Union to fight Guillen's suspension

Union files grievance against Guillen's suspension

NEW YORK -- The Players Association has filed a grievance against Major League Baseball with the intent of overturning the 15-day suspension meted out last week to Kansas City Royals outfielder Jose Guillen, a union spokesman confirmed on Tuesday.

Guillen and Jay Gibbons of the Orioles were both suspended last Thursday by Commissioner Bud Selig after investigations into their alleged use of performance-enhancing drugs during the period from 2003-05.

Shyam Das, baseball's special arbitrator, is expected to hear the grievance sometime early next year, but a hearing has not been scheduled.

"It's been agreed that the matter needs to be resolved prior to Opening Day," Michael Weiner, the union's general counsel, told the Associated Press.

Both players were interviewed by Rob Manfred, MLB's vice president of labor relations and human resources, after press reports revealed that they had received drugs from Florida clinics being investigated as part of a far-reaching probe by the Albany, N.Y., district attorney.

MLB's drug policy in 2004 called for a player being anonymously placed into a clinical tract for a first positive test and suspended for 15 days for a second positive test. The penalties now are a 50-game suspension for a first offense, 100 games for a second and a lifetime ban, with the possibility of reinstatement after two years, for a third.

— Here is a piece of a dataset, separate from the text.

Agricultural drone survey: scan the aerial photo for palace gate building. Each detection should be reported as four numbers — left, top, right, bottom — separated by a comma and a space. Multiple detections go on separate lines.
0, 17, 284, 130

Gibbons and Guillen are the first active players to be suspended for drug use without failing a urine test since a drug policy was first collectively bargained into the 2002 Basic Agreement. The suspensions are set to be served at the start of the 2008 season.

Two years ago, then-Diamondbacks reliever Jason Grimsley was suspended for 50 games after his name surfaced in a federal probe as having procured and taken human growth hormone (HGH). Grimsley, who asked for and was given his release at the time, subsequently retired. The union decided there was no reason to grieve Grimsley's suspension because it was never served.

Guillen, a free-agent outfielder who recently signed a three-year, $36 million contract with the Royals, apparently asked the union to pursue the matter.

Drug Policy in Baseball

Four players -- Mets pitcher Scott Schoeneweis, Angels outfielder Gary Matthews Jr., Blue Jays third baseman Troy Glaus and Cardinals outfielder Rick Ankiel -- were cleared of any potential discipline last week by Selig after MLB determined that there was insufficient evidence of a violation in those four cases.

Two investigations, involving Rangers outfielder Jerry Hairston Jr. and Indians pitcher Paul Byrd, remain open.

Manfred and/or other MLB lawyers have met with all the players, who were also involved in the Albany investigation.

Guillen and two former Major League players -- third baseman Matt Williams and pitcher Ismael Valdez -- were reported on Nov. 6 to have bought performance-enhancing drugs from a Florida clinic.

The purchases mostly came prior to the beginning of drug testing for steroids in 2003. HGH, which remains unreliably detectable through a urine test, wasn't put on the list of banned substances until 2005.

Records said that Guillen purchased $19,000 worth of drugs from the Palm Beach Rejuvenation Center, which, along with other anti-aging clinics and online pharmacies in Florida and Alabama, was targeted for illegal sales of drugs, including steroids and HGH. It was raided by Florida law enforcement agencies on Feb. 27.

Guillen purchased the drugs between May 2002 and June 2005, during which he played for Arizona, Cincinnati, Oakland, the Angels and Washington. Williams was playing for the Diamondbacks in 2002 when he purchased $11,600 worth of HGH, steroids and other drugs. Valdez bought $11,300 worth of performance-enhancing drugs in 2002 after he was traded from the Rangers to the Mariners.

Some of the prescriptions were written by a Florida dentist whose license has since been suspended.

Barry M. Bloom is a national reporter for MLB.com. This story was not subject to the approval of Major League Baseball or its clubs.